Second-order adjoint sensitivity analysis procedure (SO-ASAP) for computing exactly and efficiently first- and second-order sensitivities in large-scale linear systems: I. Computational methodology
Dan G. Cacuci

TL;DR
This paper introduces the SO-ASAP, an efficient second-order sensitivity analysis method for large-scale systems, enabling exact computation of second-order derivatives with minimal additional computational effort.
Contribution
The work develops the SO-ASAP, a novel adjoint-based method for efficiently computing second-order sensitivities in large systems, significantly reducing computational costs.
Findings
SO-ASAP requires 2*N+1 large-scale computations for all sensitivities of one response.
The method is highly efficient when the number of responses is much larger than the number of parameters.

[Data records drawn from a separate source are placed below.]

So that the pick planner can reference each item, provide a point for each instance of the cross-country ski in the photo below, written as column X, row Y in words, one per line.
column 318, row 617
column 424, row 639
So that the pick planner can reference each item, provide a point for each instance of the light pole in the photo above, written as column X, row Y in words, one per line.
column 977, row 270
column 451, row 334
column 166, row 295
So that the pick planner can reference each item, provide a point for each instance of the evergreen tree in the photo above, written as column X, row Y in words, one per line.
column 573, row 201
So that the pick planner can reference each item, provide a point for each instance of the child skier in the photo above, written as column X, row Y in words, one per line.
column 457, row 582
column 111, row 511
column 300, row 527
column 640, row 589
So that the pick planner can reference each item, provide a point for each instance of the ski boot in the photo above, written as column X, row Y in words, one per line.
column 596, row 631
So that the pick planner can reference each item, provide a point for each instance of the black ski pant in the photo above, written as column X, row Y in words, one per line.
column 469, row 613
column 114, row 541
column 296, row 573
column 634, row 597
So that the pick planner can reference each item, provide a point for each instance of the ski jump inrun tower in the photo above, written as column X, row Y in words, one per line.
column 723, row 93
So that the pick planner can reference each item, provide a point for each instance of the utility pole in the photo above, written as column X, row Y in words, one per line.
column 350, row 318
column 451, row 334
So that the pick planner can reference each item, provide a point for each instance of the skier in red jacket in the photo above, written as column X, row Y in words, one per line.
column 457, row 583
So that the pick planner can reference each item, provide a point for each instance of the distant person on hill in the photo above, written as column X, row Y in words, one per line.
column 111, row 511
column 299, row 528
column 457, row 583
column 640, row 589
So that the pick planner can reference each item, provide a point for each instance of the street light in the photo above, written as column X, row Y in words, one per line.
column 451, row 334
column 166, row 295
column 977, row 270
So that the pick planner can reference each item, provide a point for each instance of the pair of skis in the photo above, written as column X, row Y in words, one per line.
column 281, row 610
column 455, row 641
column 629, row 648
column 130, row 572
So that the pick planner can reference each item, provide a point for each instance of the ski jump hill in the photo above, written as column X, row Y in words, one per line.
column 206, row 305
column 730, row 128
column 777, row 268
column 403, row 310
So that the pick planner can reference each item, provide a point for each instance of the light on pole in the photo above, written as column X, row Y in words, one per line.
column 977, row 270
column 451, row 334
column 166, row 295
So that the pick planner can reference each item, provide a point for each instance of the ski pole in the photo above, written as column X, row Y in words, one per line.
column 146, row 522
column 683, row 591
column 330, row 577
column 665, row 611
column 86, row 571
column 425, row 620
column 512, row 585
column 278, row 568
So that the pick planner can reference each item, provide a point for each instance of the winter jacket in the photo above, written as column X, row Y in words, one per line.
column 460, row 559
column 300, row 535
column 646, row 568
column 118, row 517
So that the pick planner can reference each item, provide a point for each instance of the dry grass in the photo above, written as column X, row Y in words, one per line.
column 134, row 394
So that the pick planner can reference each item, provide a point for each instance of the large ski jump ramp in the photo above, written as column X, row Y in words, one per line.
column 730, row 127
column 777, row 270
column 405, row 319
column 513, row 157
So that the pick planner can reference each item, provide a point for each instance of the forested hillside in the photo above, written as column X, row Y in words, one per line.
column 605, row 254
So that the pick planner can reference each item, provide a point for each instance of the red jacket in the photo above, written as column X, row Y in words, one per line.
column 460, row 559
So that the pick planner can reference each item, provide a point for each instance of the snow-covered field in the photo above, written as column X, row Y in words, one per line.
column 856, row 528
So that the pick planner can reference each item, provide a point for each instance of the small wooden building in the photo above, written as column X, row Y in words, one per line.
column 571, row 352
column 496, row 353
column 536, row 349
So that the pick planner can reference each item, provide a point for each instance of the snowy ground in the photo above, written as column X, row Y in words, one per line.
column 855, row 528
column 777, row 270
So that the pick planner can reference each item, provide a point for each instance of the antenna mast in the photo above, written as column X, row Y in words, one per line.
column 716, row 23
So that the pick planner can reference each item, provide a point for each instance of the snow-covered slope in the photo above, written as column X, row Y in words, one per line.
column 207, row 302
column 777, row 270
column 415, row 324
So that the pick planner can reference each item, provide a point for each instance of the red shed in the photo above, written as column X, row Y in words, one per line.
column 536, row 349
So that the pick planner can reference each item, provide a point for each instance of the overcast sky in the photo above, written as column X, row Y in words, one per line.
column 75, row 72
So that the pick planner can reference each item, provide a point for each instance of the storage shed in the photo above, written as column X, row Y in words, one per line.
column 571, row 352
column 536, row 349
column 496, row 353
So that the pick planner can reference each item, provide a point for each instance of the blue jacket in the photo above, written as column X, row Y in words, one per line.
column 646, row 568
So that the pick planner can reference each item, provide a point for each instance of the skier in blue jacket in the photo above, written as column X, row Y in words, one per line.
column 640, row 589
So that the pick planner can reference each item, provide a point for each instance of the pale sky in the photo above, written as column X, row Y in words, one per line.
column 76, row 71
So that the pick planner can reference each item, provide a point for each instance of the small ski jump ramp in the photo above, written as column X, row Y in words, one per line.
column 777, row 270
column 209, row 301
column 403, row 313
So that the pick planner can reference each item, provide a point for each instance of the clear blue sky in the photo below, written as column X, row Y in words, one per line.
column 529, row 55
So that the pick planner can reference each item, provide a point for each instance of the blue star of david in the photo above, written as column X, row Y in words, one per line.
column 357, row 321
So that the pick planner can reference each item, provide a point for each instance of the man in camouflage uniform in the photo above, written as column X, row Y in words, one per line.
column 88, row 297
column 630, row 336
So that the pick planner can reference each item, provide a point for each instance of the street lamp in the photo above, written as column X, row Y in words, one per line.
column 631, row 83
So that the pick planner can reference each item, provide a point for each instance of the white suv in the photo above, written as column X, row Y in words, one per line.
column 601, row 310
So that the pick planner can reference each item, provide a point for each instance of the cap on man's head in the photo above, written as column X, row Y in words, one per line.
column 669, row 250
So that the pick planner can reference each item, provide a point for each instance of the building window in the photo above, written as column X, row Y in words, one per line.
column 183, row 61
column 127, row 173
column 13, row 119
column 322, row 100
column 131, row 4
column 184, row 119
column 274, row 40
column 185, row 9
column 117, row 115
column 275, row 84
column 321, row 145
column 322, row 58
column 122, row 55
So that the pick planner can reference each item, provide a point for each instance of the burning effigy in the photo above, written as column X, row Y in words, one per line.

It enables exact second-order sensitivity calculations in large-scale systems with minimal extra effort.
Abstract
This work presents the second-order forward and adjoint sensitivity analysis procedures (SO-FSAP and SO-ASAP) for computing exactly and efficiently the second-order functional derivatives of physical (engineering, biological, etc.) system responses to the system's model parameters.The definition of system parameters used in this work includes all computational input data, correlations, initial and/or boundary conditions, etc. For a physical system comprising N parameters and M responses, we note that the SO-FSAP requires a total of 0.5*N**2+1.5*N large-scale computations for obtaining all of the first- and second-order sensitivities, for all M system responses. On the other hand, the SO-ASAP requires a total of 2*N+1 large-scale computations for obtaining all of the first- and second-order sensitivities, for one functional-type system responses. Therefore, the SO-ASAP should be used…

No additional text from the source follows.